SHAFAQNA – As an American Muslim who wears the hijab, a veil that covers her head and chest, newly elected Middletown school board member Michelle Novak has been called a terrorist by passing drivers and been spat at.
One way the mother of four deals with the stress of such situations is to put herself out there in the community even more, so more people get to know a Muslim who is a good person, rather than the far-too-popular caricature of a crazed Muslim terrorist.
Novak hopes more people who share her adopted faith – she was raised Catholic – will take that same approach, to let the world know that the vast majority of Muslims are peace-loving people. In fact, she personally doesn’t consider those who commit terrorist acts to be practicing Muslims.
“The perpetrators on 9/11 and the perpetrators in Paris, I never really considered them practicing in the same religion that I practice,” Novak said. “Although they call themselves Muslims, I really think they have a completely different understanding from myself and from, really, anyone I’ve interacted with, who’s a Muslim in the United States.”
“I’ve learned that the terrorists, they tend to be people who are on the fringes of the community, that don’t really come to the mosques,” she said. “They’re isolated. And I think anybody, whether Muslim or Christian, who fits that description – someone who’s isolated and very alienated – they can be very scary people.”
American Muslims find themselves in a bind, she says. On the one hand, they experience hatred from fellow Americans who buy into the belief that all Muslims endorse terror. On the other hand, the Miamisburg native believes, Muslims don’t want to speak too loudly against terrorism out of fear that they or their families will be targeted by terrorists, who seem to come down harder on Muslims than any other religious group.
Rhys Williams, a sociology professor at Loyola University of Chicago, who used to teach at the University of Cincinnati, says he hasn’t heard many Muslims speak about the fear of being targeted by terrorists for speaking out against them.

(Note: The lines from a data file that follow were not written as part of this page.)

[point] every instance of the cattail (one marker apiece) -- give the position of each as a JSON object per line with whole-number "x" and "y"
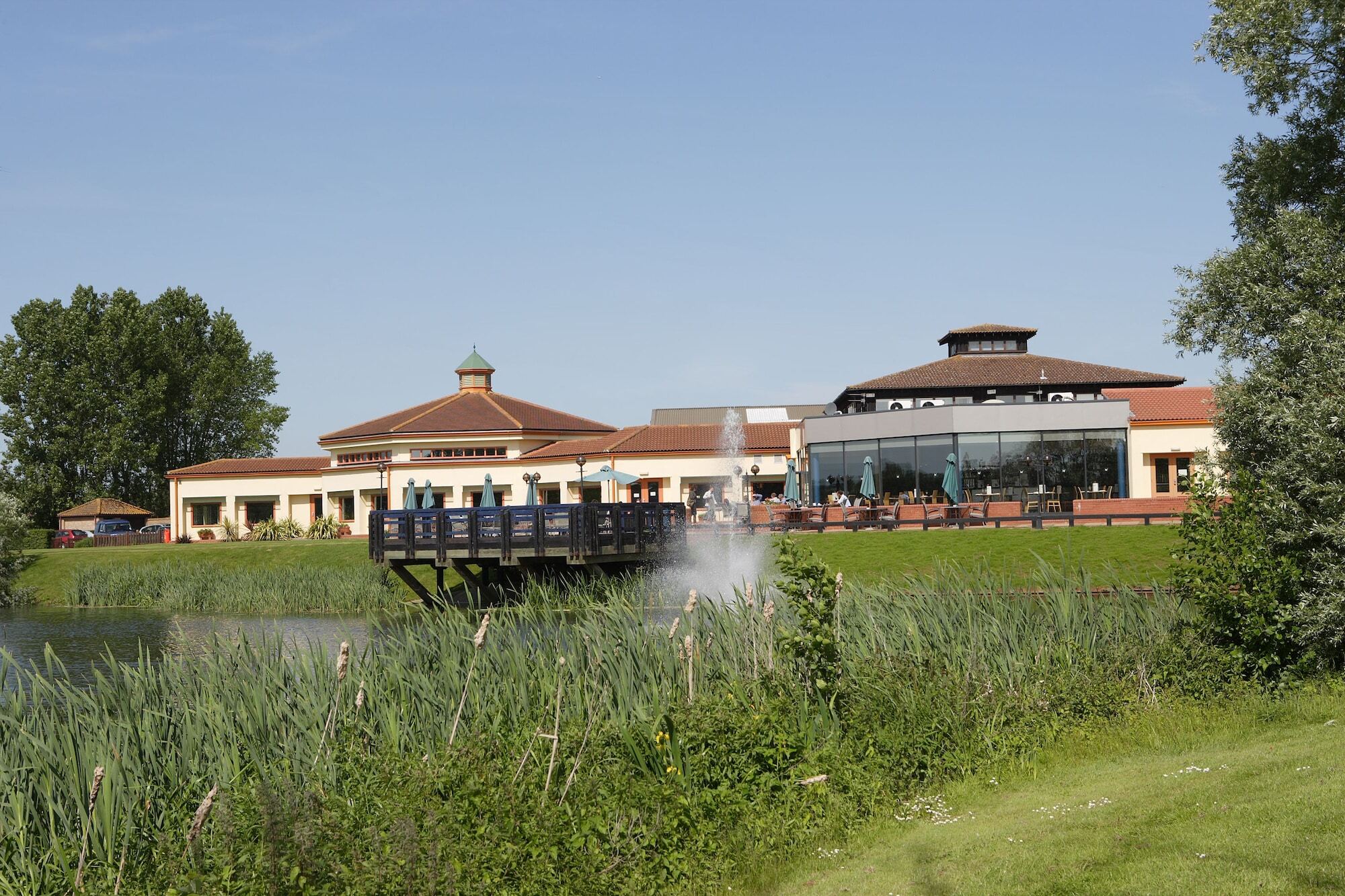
{"x": 201, "y": 814}
{"x": 84, "y": 846}
{"x": 691, "y": 667}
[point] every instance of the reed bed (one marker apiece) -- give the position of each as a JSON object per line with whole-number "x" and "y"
{"x": 618, "y": 658}
{"x": 202, "y": 588}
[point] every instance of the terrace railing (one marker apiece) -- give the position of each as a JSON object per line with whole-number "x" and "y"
{"x": 571, "y": 532}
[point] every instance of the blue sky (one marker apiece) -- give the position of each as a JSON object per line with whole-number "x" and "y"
{"x": 623, "y": 205}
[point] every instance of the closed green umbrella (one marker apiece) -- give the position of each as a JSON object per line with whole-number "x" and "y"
{"x": 867, "y": 489}
{"x": 792, "y": 483}
{"x": 952, "y": 481}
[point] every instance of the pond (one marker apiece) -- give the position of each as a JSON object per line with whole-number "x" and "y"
{"x": 85, "y": 635}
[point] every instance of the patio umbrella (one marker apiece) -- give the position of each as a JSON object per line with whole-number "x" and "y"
{"x": 867, "y": 489}
{"x": 792, "y": 483}
{"x": 952, "y": 481}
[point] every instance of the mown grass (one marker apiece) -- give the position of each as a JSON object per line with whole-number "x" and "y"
{"x": 1262, "y": 810}
{"x": 357, "y": 783}
{"x": 1110, "y": 555}
{"x": 54, "y": 576}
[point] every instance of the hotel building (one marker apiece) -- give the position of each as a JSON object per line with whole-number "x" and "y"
{"x": 1016, "y": 421}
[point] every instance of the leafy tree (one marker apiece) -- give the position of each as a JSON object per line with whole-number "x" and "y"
{"x": 14, "y": 532}
{"x": 1273, "y": 307}
{"x": 104, "y": 395}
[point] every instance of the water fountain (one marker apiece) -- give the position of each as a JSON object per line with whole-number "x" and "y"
{"x": 719, "y": 556}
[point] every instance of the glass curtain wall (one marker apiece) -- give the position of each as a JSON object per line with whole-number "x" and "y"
{"x": 1108, "y": 460}
{"x": 898, "y": 467}
{"x": 827, "y": 469}
{"x": 1011, "y": 463}
{"x": 931, "y": 460}
{"x": 978, "y": 456}
{"x": 1065, "y": 464}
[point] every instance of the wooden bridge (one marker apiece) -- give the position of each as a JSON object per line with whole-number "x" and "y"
{"x": 505, "y": 544}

“Of course, saying I haven’t heard about it doesn’t mean it hasn’t happened, or there isn’t that concern,” Williams said. “But I’ve heard much less about that than I’ve heard the frustration from particularly members of American Muslim civic organizations about their denunciations of terrorism being ignored.”
Novak herself was raised Catholic. Part of what drew her to Islam was its traditional family values that reminded her of her Italian Catholic grandmother, who used to cover her head while attending Mass.

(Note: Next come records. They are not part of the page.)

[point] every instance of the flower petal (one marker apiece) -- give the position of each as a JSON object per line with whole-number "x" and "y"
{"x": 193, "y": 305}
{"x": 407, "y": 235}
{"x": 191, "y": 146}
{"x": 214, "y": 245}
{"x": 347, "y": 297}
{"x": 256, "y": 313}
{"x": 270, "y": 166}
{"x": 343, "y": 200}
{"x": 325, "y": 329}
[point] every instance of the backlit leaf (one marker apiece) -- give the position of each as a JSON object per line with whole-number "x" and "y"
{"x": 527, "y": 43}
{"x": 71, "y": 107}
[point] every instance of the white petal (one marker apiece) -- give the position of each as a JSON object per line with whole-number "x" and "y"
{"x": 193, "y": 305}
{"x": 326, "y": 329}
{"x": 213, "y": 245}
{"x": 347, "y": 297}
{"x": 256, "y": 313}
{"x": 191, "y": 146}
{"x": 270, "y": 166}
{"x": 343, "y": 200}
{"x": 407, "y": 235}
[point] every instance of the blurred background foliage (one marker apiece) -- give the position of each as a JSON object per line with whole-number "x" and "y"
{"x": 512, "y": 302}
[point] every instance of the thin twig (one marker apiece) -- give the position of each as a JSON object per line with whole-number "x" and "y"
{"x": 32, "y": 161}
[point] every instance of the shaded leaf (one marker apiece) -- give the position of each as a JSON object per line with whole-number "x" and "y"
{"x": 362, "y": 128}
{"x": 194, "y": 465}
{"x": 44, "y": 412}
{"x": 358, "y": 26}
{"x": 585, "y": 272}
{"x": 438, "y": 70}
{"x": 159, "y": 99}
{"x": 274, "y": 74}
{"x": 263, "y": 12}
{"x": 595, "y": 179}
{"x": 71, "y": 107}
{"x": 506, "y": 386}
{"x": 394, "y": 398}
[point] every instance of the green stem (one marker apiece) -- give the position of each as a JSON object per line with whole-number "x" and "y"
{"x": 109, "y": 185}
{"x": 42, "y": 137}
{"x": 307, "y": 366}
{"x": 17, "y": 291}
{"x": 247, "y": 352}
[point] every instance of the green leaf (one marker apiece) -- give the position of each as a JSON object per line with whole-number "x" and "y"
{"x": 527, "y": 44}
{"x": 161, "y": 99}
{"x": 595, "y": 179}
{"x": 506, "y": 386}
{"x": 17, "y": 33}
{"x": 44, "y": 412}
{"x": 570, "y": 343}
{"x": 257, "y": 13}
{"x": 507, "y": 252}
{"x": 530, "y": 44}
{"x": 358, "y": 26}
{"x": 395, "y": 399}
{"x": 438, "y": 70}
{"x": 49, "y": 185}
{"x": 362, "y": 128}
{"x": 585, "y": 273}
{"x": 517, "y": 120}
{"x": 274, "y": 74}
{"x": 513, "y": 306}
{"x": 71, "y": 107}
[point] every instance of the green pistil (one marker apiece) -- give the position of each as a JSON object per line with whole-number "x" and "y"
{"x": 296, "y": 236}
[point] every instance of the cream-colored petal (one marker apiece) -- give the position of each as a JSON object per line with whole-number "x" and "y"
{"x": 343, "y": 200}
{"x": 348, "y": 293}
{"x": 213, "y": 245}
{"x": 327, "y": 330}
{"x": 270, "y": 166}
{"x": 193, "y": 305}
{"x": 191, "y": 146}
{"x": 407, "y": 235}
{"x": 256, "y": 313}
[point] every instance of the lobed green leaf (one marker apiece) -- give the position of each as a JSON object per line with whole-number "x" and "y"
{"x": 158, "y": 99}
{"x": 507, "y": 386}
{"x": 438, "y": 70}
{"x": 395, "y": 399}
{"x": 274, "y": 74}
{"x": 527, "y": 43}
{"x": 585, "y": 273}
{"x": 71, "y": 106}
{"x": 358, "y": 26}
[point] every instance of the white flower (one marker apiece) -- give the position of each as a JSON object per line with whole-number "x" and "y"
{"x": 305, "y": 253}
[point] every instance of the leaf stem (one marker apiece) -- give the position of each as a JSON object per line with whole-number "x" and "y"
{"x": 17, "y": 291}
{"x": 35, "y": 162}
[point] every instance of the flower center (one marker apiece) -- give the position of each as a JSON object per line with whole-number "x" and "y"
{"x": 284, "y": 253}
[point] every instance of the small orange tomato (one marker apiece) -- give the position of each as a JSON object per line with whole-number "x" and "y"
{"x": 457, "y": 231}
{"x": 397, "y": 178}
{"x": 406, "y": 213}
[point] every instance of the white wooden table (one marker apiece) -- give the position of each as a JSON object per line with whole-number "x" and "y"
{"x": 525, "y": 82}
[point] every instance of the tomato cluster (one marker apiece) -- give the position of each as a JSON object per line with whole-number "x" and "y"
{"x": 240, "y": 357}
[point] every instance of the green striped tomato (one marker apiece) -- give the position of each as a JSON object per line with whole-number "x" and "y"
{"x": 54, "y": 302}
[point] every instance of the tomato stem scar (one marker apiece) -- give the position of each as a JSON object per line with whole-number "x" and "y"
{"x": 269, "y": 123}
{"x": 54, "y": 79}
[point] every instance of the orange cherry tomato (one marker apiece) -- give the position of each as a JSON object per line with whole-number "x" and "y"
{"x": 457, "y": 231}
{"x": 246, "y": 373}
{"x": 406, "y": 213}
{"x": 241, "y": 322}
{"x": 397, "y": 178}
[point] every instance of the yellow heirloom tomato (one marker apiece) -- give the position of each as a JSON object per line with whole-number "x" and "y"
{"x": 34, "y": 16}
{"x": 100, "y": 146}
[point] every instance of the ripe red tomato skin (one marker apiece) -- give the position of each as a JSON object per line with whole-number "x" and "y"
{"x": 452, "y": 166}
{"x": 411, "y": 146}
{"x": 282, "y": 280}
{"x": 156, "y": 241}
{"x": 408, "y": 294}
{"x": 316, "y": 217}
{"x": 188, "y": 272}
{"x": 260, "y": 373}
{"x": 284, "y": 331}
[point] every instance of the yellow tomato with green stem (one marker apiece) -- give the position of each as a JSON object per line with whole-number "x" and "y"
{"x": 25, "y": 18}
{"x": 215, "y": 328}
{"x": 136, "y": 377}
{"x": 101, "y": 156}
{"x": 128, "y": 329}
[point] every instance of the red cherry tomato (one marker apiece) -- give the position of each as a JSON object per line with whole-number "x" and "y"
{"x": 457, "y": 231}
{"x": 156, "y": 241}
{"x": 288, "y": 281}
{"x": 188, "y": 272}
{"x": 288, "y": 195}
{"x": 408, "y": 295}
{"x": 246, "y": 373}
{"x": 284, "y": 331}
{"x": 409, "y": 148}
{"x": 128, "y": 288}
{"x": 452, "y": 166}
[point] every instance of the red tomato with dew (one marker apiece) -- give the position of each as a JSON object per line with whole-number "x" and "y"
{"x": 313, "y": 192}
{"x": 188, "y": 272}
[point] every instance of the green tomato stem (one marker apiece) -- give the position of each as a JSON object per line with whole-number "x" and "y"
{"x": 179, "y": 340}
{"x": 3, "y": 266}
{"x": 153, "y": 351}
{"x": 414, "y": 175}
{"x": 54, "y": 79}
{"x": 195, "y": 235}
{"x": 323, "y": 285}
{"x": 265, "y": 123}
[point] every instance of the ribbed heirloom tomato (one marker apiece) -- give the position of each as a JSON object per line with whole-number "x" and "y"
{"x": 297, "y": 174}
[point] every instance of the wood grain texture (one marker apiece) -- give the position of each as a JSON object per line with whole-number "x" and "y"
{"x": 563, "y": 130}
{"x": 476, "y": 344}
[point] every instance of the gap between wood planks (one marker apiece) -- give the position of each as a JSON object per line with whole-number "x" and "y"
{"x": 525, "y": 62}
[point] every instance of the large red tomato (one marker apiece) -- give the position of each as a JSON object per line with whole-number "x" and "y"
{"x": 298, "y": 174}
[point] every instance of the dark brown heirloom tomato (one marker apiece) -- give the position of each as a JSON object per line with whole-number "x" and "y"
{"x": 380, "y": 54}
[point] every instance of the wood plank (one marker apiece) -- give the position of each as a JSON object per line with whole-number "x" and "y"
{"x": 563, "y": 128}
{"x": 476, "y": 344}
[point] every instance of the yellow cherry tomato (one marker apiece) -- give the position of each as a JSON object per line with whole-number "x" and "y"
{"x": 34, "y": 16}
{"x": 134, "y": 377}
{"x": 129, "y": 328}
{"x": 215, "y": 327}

“I do become afraid, but I don’t want it to control my life,” she said. “My approach is to help in the community more, become more active with helping the homeless, helping the people in my community that don’t have food, the children who need clothes.”
“That’s kind of my coping mechanism to deal with my fear, is to be out in the community more, and do more service,” she said.

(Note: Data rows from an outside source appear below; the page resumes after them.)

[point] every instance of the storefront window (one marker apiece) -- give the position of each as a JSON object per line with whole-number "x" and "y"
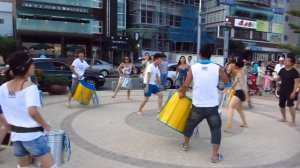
{"x": 241, "y": 33}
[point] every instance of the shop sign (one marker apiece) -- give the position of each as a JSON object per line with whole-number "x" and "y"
{"x": 252, "y": 46}
{"x": 278, "y": 11}
{"x": 227, "y": 2}
{"x": 262, "y": 26}
{"x": 276, "y": 38}
{"x": 54, "y": 7}
{"x": 245, "y": 23}
{"x": 277, "y": 28}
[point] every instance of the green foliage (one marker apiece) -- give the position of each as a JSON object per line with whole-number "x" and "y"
{"x": 296, "y": 29}
{"x": 7, "y": 46}
{"x": 56, "y": 80}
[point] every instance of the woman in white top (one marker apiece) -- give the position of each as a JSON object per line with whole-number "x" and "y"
{"x": 125, "y": 69}
{"x": 20, "y": 100}
{"x": 260, "y": 77}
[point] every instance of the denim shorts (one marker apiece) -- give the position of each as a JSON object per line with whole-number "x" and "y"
{"x": 152, "y": 89}
{"x": 36, "y": 148}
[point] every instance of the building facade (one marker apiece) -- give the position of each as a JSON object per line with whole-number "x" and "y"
{"x": 259, "y": 24}
{"x": 164, "y": 26}
{"x": 293, "y": 38}
{"x": 6, "y": 19}
{"x": 57, "y": 28}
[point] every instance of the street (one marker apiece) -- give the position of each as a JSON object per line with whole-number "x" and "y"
{"x": 113, "y": 135}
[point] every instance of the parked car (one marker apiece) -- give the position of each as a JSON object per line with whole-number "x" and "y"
{"x": 102, "y": 67}
{"x": 51, "y": 67}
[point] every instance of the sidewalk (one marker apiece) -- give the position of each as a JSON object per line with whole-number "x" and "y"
{"x": 112, "y": 135}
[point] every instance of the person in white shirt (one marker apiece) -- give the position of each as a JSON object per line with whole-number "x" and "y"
{"x": 19, "y": 101}
{"x": 152, "y": 82}
{"x": 205, "y": 76}
{"x": 279, "y": 66}
{"x": 78, "y": 68}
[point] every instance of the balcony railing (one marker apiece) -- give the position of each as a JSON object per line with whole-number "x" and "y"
{"x": 54, "y": 26}
{"x": 82, "y": 3}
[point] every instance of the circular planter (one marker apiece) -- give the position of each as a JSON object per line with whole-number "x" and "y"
{"x": 56, "y": 89}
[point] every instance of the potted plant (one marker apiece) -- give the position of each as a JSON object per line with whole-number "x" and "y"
{"x": 56, "y": 84}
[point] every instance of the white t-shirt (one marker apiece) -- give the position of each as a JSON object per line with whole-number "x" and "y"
{"x": 205, "y": 81}
{"x": 15, "y": 109}
{"x": 278, "y": 67}
{"x": 154, "y": 70}
{"x": 80, "y": 67}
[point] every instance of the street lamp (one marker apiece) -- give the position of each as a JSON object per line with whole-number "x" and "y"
{"x": 199, "y": 29}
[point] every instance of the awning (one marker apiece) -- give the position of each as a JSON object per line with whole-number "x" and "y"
{"x": 53, "y": 14}
{"x": 145, "y": 33}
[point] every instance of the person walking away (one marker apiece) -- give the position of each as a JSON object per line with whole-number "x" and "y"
{"x": 181, "y": 70}
{"x": 78, "y": 68}
{"x": 164, "y": 72}
{"x": 268, "y": 82}
{"x": 289, "y": 81}
{"x": 152, "y": 83}
{"x": 4, "y": 128}
{"x": 239, "y": 96}
{"x": 260, "y": 77}
{"x": 190, "y": 62}
{"x": 297, "y": 67}
{"x": 20, "y": 100}
{"x": 205, "y": 76}
{"x": 246, "y": 72}
{"x": 125, "y": 69}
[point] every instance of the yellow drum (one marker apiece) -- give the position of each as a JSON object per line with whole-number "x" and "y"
{"x": 84, "y": 92}
{"x": 176, "y": 111}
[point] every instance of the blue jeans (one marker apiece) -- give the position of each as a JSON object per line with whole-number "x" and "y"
{"x": 163, "y": 80}
{"x": 36, "y": 148}
{"x": 213, "y": 119}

Novak also has worked to get churches, mosques and synagogues to work together.
She wishes more Muslims, rather than containing their service work to mosques, would get out into the community. That way, when the words “Muslim terrorist” show up on television screens, more people can say, “Well, my neighbor’s Muslim, and they’re very nice.” Or, “I volunteer with this person at the homeless shelter, and so I know not all Muslims are like that.”
Williams, who has studied non-Christian immigration to the United States, says he understands why many Muslims these days are less eager to put themselves out there in society, given the backlash against their faith. But Novak’s strategy is good for diffusing some of the hatred, he said.
“It’s a fairly well-established principle in sociology that personal contact with people over time tends to diminish prejudice,” Williams said. “Particularly if she is consistently in settings where she works with people and they get to know her in a more well-rounded personal setting. That tends to lower prejudice.
“The sociologist Robert Putnam calls this the ‘My pal, Al syndrome.’ When you get to know people, they just seem less scary,” Williams added. “It’s one of the things that’s responsible for greater tolerance in the U.S.”
“On the other hand, they (Muslims) face a lot of backlash right now,” he said. “And I can understand wanting to be very careful about it, and being very concerned about their own safety.”
Novak and Williams both encourage people to feel free to ask Muslims about their religion, in genuine, non-combative ways.
“We’re not embarrassed,” Novak said. “We love our religion, and actually, it’s encouraging when people show an interest. It really makes us feel more accepted, and that people really are trying to learn. And that’s encouraging for Muslims. And I think it helps to have that dialogue, and we appreciate that.”
Levels of animosity that Muslims vary widely, even within the same community, says Shakila Ahmad, president of the board for the Islamic Center of Greater Cincinnati in West Chester.
“We’re blessed to be in a good, sound, well-educated community,” Ahmad said. “I think people certainly have their biases, but they’re informed enough, they’re generally aware enough about the work that the center does that in some ways we’re a little shielded from some of the severe outward bias and bigotry that goes on.”
However, Ahmad added: “In no way are we immune.”
“We as Muslim Americans, and we as an American institution, are committed to this country, to fellow citizens of all faiths, and to our neighbors, in particular, in this region,” she said. “We encourage our neighbors to come and get to know us, and to really learn for themselves what Islam and Muslims are all about, instead of taking hate rhetoric or the actions of people who are the antithesis of our faith that are committing any heinous criminal acts, taking or hurting innocent lives.”